Casi me atraganto cuando, en plena cena, Ada lanzó al viento esta pregunta retórica:
– Mamá, ¿a qué edad empieza la tercera edad? ¿A los 40?
No sé cómo, pero logré reponerme del susto traicionero. ¿¿Pero así me ve mi niña?? ¿Tan senil?, ¿tan viejuna?
La conversación había derivado en aquellos derroteros a propósito de “El Chinchilla”, uno de esos ilustres profesores que dejan huella para toda la vida.
Les contaba a mis churumbeles cómo momentos antes de que él accediera al aula, las alumnas (estábamos en un colegio de monjas solo para chicas) nos quitábamos lazos, horquillas, pañuelos o todo aquello que pudiera hacernos destacar a los ojos de aquel docente cercano a la jubilación que nos sacaba a la pizarra a la voz de:
– “Túúúúú, la del lazo rojo”
Así que, en pleno BUP, nos recuerdo tratando de eliminar cualquier distintivo y deslizándonos casi hasta los hombros por la silla de formica para que aquel profesor (¡para más inri!) de matemáticas no descargara ese día en nosotras su atronador desconsuelo porque no nos había llamado Dios por el camino de las derivadas e integrales.
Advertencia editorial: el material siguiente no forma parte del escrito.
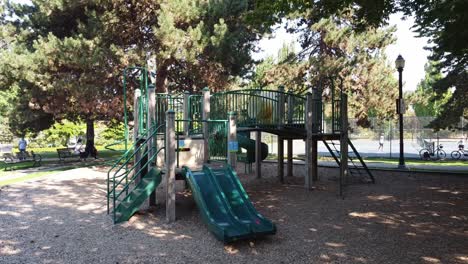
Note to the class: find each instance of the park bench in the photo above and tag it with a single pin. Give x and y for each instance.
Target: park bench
(67, 153)
(21, 157)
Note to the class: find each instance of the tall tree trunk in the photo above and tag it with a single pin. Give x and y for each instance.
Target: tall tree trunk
(90, 148)
(161, 76)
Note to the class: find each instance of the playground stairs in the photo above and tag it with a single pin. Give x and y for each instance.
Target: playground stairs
(132, 180)
(134, 199)
(357, 166)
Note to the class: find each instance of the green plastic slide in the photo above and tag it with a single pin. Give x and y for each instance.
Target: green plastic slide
(249, 145)
(225, 206)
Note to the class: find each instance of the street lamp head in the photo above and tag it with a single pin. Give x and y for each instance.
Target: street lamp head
(400, 63)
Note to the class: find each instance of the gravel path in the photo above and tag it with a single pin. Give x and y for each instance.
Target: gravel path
(401, 219)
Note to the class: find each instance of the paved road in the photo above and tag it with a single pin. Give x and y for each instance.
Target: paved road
(369, 148)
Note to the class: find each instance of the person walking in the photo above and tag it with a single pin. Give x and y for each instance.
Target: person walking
(22, 144)
(381, 141)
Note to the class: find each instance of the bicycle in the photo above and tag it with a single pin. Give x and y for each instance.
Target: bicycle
(429, 152)
(457, 154)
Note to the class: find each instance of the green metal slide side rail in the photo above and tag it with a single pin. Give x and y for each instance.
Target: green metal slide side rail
(214, 208)
(119, 173)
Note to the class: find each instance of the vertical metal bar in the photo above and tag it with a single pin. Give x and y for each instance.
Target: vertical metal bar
(258, 154)
(170, 166)
(281, 159)
(343, 142)
(232, 132)
(136, 131)
(152, 141)
(206, 117)
(309, 159)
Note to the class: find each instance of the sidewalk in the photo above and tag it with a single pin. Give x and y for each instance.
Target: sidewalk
(393, 167)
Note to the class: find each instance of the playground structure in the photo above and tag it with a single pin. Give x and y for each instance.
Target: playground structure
(199, 138)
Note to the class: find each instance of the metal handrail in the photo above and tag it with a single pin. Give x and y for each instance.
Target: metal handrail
(124, 175)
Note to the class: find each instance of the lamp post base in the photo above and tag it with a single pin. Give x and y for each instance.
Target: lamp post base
(402, 167)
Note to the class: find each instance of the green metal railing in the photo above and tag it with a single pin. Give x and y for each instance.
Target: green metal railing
(122, 175)
(164, 102)
(260, 108)
(137, 77)
(217, 137)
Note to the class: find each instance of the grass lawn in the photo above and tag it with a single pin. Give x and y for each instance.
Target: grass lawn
(102, 152)
(34, 175)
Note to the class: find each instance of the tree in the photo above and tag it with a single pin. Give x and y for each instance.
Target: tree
(336, 54)
(444, 23)
(67, 56)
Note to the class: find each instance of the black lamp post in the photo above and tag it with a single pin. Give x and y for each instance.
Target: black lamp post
(400, 64)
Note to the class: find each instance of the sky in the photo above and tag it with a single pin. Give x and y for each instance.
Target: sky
(407, 44)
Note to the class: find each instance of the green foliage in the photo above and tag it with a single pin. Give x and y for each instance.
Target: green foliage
(60, 134)
(444, 23)
(114, 131)
(337, 55)
(424, 99)
(64, 58)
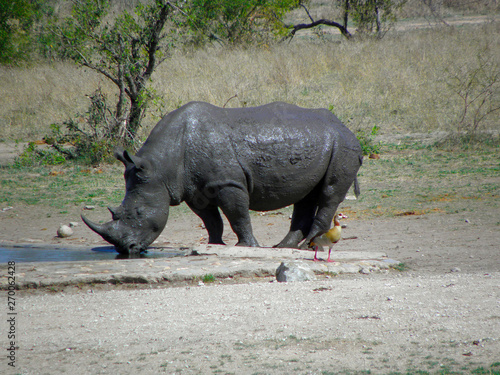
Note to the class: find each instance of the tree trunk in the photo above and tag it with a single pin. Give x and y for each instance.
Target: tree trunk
(346, 13)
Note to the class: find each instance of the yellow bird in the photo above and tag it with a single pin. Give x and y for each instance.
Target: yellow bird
(328, 239)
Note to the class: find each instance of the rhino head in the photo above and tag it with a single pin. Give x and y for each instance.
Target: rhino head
(143, 214)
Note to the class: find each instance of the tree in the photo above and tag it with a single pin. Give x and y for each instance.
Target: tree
(368, 16)
(126, 50)
(235, 21)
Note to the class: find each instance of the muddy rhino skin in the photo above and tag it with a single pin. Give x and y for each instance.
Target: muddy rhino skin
(261, 158)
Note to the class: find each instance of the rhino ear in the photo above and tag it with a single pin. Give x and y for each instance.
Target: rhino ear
(121, 155)
(127, 159)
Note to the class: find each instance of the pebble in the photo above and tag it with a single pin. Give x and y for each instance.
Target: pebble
(294, 271)
(64, 231)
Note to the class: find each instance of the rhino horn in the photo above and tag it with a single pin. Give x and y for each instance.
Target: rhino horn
(115, 212)
(106, 231)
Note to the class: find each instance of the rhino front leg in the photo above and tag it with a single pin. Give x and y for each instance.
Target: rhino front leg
(234, 202)
(302, 219)
(213, 223)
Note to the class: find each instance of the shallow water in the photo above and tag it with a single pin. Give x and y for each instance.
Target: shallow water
(23, 254)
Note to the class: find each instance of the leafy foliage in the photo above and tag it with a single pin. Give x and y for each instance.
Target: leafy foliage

Las tizas volaban en aquella clase si a alguna se le ocurría hablar o susurrar mientras él explicaba en el estrado. Las tiraba, además, con efecto, echando el brazo hacia atrás para coger impulso. Aún me acuerdo casi 30 años después, pero para decepción de algunos, ni me traumatizaron aquellos episodios ni tampoco me hicieron amar menos (de lo que ya de por mí misma amaba) las matemáticas.
Me imagino que en estos tiempos, ese hombrecillo ya muy mayor y malhumorado hubiera sido llevado, cuando menos, ante el Tribunal de Derechos Humanos de Estrasburgo. Pero entonces los padres nos dejaban frustrarnos y sufrir un poquito y esas cosas.
Pensaba en ello este fin de semana en que me he reencontrado con las compañeras con las que viví cinco años en mi Colegio Mayor de Madrid mientras estudiaba la carrera. Volví a visitarlo después de 20 años y, aunque muchas cosas siguen igual, otras muchas están muy diferentes, especialmente porque la mentalidad de padres y estudiantes ha cambiado demasiado en tan solo dos décadas.
De las largas esperas en las cabinas telefónicas para llamar, al omnipresente móvil; de los baños compartidos, al aseo completo en la habitación; de las 2 de la madrugada como hora máxima de entrada los fines semana (lo que nos hacía correr cual Cenicientas customizadas a lo Speedy González), al horario sin restricciones nocturnas. Y, pese a todo, no cambiaría mi época por ésta, porque me enseñó a esperar, tolerar y adaptarme a lo que no me gustaba. ¿Habremos desaprendido todo eso a la hora de educar a nuestros hijos?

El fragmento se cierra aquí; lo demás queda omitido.